Tuesday, December 16, 2014


I motivated myself yesterday with the promise of a full day of fishing today to celebrate the weight lifted from my shoulders with the submission of a large assignment.  When my alarm went off (or rather, didn't), it was already apparent that the day would not go as planned.

    My alarm failed to ring at its preset time of 6:00 AM, and I awoke on my own at almost 7:00.  I promised my parents I would pick up a deck board from Better Living, and had hoped to be there when they opened at 7:00.  Rather, I arrived close to 8:00, and returned home at 8:30.  

    With the car packed and warmed up, I shut the hatchback of my Nissan Versa on the metal aglet of my wading boot lace, jamming the lock, and setting me back another hour.

    The destination I had planned to explore with my full day is a two hour drive from my Fluvanna County home, and so I racked my brain for alternative locations with a shorter driving time.  I settled my mind on a handful of brook trout streams I had not yet visited in northwestern Virginia, and oriented the Versa likewise.

    I arrived at the first stream around noon.  Large for a brook trout stream, and rather flat in most stretches, the water was notably frigid.  However, many of the larger pools featured long, flat tailouts, which will undoubtedly host a glorious scene of hatching insects and rising trout come spring.

Photo by Matt Reilly
    After striking out in several shallow but promising-looking riffles, I adjusted to fishing just larger pools, and took four decently-sized brook trout with that method.  A heavy #10 black stonefly nymph got the job done, though most of the trout were hooked very lightly--a reflection, probably, of the colder-than-desired water temperatures.

    I next took to the road, heading north, to scout one of the stream's larger tributaries.  A developing problem since trading in my F-150 for the economic Versa has been ground clearance, but I have been dealing well, partially due to the car's narrower frame.  An 11-minute zig-zagged drive along a curvy mountain road landed me on the bank of the mountain fork I was after.

Photo by Matt Reilly

Photo by Matt Reilly
    Again, occasional surprisingly-large pools spotted the stream's course through pine bottomland; but I didn't see enough slower, deeper holding water to convince me to string up my rod and angle for the winterized brookies.  I continued on.

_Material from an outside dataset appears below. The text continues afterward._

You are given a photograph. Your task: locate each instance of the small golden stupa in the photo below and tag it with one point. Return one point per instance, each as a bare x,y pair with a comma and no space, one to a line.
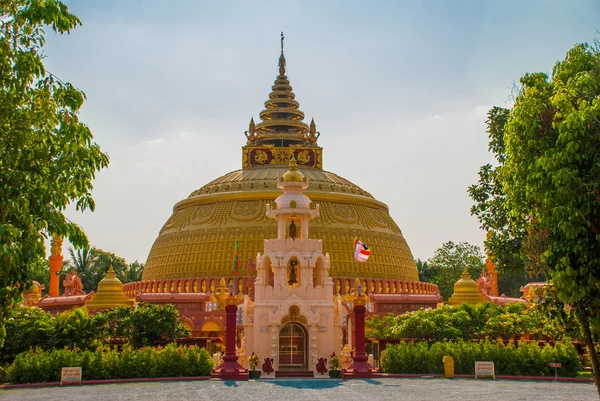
196,241
110,293
466,291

    The last spot surprised me.  Often called a "small native trout stream," it held some unexpectedly-large pools, however infrequent.  The water in between was nothing more than a series of shallow stair-casing ledges, with the occasional deeper plunge pools.  I fished a few of the larger pools before striking off along a trail upstream, in search of better looking water.  I didn't find it, and I later found in a fishing report of the same stream that it commonly dries up completely in the summertime.  Perhaps this drought event has limited the number of fish in this otherwise-productive looking flowage.

Photo by Matt Reilly
    Though the day didn't go as planned, I had a liberating day checking off a few more of the Blue Ridge's brook trout streams from my bucket list.  On the route home, I payed a visit to Tommy and Kevin, co-owners of South River Fly Shop, for some fly tying materials, and good-old-fashioned fly shop talk.